1. They pay attention to the sounds of their attachment figures
Newborns can recognize familiar voices and melodies. As a matter of fact, by the end of gestation, they already pay attention to the sounds they hear. How do we know? It’s thanks to the advancement of techniques such as ultrasound.
In fact, in several studies, researchers have used ultrasound to see how babies respond to sounds. For example, when infants hear their parents speak, they temporarily ‘quieten’ and slow down their body movements for several seconds (Voegtline et al 2013; Marx and Nagy 2015).
2. They can recognize the voices of their mothers
In experiments conducted just 12 hours after birth, researchers presented babies with audio playbacks of the same story. One was narrated by a stranger and the other by their own mother.
Each baby was given a pacifier to suck on. If a baby wanted to keep hearing a voice, they simply needed to keep sucking. To stop a story, babies had to pause sucking for two seconds or more.
As expected, it took a few minutes for the babies to realize this. However, once they did, they showed a clear preference: they spent more time listening to their mother (DeCasper and Fifer 1980)
3. They’re able to recognize melodies
In one study, researchers asked pregnant women to listen to recordings of the song “Twinkle, Twinkle, Little Star” several times a day. Shortly after delivery, the researchers sang the song to the babies and measured electrical activity in the newborns’ brains.
In addition, the researchers evaluated a control group. These were newborns who hadn’t undergone prenatal music sessions. The results showed that The ‘Twinkle Twinkle’ babies showed neural signs of being familiar with the melody. Babies in the control group didn’t demonstrate any signs of recognition (Partanen et al 2014).
This is consistent with previous observational research indicating that infants can recognize the theme songs of their mothers’ favorite television shows (Hepper 1991).
4. They can select individual words from a speech stream
In a recent study using brain imaging technology, researchers found that three-day-old infants were able to select individual words from a continuous stream of speech (Flo et al 2019).
How do they do this? The researchers pointed to two pathways as being likely.
- First, newborns probably rely on the prosodic and musical nature of speech. Sometimes, we highlight words with pitch changes. Babies seem to use this as a cue to detect word boundaries.
- Second, it appears that newborns also detect statistical associations. They track common patterns in the way a language combines sounds to form words. For example, with enough data, a baby listening to English might notice that most words end in consonants.
Newborns aren’t getting carried away with language, their brains are merely trying to make sense of it.

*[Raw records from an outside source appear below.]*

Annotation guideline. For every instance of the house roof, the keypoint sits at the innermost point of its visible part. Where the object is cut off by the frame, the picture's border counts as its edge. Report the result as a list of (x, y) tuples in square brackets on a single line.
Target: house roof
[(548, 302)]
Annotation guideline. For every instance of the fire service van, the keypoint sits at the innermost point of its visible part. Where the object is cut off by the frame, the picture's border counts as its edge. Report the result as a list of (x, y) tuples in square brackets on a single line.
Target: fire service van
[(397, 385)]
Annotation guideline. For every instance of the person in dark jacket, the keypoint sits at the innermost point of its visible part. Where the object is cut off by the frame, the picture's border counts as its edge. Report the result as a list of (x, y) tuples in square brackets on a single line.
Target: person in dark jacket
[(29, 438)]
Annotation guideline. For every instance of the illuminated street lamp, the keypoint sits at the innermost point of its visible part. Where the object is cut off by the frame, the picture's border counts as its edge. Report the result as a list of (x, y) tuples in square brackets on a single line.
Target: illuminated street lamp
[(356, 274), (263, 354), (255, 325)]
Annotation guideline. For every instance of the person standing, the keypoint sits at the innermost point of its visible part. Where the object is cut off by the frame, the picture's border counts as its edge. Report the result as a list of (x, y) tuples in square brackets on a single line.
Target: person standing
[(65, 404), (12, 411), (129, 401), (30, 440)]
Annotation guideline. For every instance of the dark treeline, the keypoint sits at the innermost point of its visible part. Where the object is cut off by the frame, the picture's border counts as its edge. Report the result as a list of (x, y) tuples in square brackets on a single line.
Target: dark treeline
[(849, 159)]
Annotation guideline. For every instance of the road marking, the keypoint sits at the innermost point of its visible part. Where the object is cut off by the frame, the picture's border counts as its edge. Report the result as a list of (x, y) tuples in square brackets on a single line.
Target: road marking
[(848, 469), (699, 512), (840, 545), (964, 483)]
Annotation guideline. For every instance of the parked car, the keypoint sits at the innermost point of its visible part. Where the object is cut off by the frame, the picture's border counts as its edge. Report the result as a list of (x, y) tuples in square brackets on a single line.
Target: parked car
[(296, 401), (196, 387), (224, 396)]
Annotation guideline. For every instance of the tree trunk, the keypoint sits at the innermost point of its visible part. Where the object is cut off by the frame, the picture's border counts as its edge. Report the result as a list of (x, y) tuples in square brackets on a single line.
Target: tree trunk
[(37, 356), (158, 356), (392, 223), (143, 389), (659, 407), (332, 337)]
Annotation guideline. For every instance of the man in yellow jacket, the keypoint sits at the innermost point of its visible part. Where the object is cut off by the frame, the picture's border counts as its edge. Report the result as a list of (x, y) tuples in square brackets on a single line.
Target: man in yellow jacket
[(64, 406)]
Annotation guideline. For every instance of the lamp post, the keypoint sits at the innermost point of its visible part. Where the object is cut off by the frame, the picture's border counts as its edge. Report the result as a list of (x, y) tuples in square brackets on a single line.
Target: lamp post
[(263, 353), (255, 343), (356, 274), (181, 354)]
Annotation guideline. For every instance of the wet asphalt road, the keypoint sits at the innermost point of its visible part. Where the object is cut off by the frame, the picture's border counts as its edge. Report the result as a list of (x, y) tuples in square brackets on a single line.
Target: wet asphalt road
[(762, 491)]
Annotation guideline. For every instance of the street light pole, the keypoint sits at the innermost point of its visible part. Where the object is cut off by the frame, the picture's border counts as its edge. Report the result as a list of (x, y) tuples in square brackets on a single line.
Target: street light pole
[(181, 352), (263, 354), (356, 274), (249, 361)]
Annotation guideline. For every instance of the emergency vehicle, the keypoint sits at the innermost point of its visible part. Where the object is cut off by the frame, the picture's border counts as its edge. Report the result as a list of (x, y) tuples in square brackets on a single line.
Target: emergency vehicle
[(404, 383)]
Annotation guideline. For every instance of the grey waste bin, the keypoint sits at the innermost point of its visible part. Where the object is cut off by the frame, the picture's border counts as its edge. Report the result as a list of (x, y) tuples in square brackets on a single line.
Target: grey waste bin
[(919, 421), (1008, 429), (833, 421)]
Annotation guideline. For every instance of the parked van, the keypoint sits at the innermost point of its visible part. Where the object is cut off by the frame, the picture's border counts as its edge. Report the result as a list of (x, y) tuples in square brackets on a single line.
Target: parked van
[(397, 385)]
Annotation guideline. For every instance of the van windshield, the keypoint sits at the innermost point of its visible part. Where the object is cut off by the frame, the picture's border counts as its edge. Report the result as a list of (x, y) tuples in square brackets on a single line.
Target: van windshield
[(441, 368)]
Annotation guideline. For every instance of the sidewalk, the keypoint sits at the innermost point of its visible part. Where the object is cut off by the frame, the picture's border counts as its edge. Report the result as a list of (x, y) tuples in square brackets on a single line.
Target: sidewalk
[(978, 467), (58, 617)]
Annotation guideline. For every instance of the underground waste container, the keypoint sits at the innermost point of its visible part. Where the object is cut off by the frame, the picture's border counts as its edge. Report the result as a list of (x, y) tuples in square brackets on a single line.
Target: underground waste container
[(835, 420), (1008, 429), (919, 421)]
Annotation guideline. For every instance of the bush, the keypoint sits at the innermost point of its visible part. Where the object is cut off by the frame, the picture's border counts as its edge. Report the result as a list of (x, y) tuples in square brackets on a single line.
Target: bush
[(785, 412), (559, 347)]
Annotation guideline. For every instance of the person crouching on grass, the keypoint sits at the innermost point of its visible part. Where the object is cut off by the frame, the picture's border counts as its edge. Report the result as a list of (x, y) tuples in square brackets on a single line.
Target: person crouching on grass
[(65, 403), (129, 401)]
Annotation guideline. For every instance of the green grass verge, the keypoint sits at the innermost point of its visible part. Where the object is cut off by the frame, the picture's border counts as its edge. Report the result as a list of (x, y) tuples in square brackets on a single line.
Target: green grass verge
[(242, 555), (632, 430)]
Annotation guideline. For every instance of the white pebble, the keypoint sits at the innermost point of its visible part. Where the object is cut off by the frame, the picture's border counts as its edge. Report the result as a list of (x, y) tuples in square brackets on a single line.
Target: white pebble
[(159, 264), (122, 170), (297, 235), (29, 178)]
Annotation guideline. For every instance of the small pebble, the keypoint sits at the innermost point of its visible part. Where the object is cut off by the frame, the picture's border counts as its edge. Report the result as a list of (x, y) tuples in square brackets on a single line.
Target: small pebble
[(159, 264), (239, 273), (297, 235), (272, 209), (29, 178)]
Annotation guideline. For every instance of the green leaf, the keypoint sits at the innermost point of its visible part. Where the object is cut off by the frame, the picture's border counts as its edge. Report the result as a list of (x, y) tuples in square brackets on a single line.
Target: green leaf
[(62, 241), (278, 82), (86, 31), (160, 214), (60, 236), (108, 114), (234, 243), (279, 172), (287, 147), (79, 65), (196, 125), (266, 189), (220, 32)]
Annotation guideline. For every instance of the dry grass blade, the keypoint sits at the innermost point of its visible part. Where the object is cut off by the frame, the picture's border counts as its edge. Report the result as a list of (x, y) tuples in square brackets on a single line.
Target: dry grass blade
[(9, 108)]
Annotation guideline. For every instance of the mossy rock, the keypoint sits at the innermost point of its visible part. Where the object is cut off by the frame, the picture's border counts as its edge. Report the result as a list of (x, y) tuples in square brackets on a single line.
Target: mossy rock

They also do something else that helps them learn. They pay special attention to the slow, repetitive, melodic register that we use when we speak to them.
In fact, experiments have shown that babies are attuned to this particular way we talk to them. There’s a good reason for this. It’s because it’s more difficult to make sense of speech when it’s rapid and monotonous.
Therefore, when we speak more melodically and vary our tone, we’re better able to capture the attention of a newborn.
5. They try to decipher the visual world
Young babies can’t see too well. Indeed, their vision is blurry, and they’ve not yet developed good depth perception. Nevertheless, newborns are extremely interested in visual stimuli, particularly sights that suggest the movement of a living thing.
For example, the attention that newborns pay to the movement of a set of dots will depend on what pattern the movement of those dots follows. If each dot moves in a random way, the babies will be less interested. On the other hand, if they all move together in the same direction (what scientists call ‘point-light biological motion’), the newborns will really notice (Bidet-Ildei et al 2014).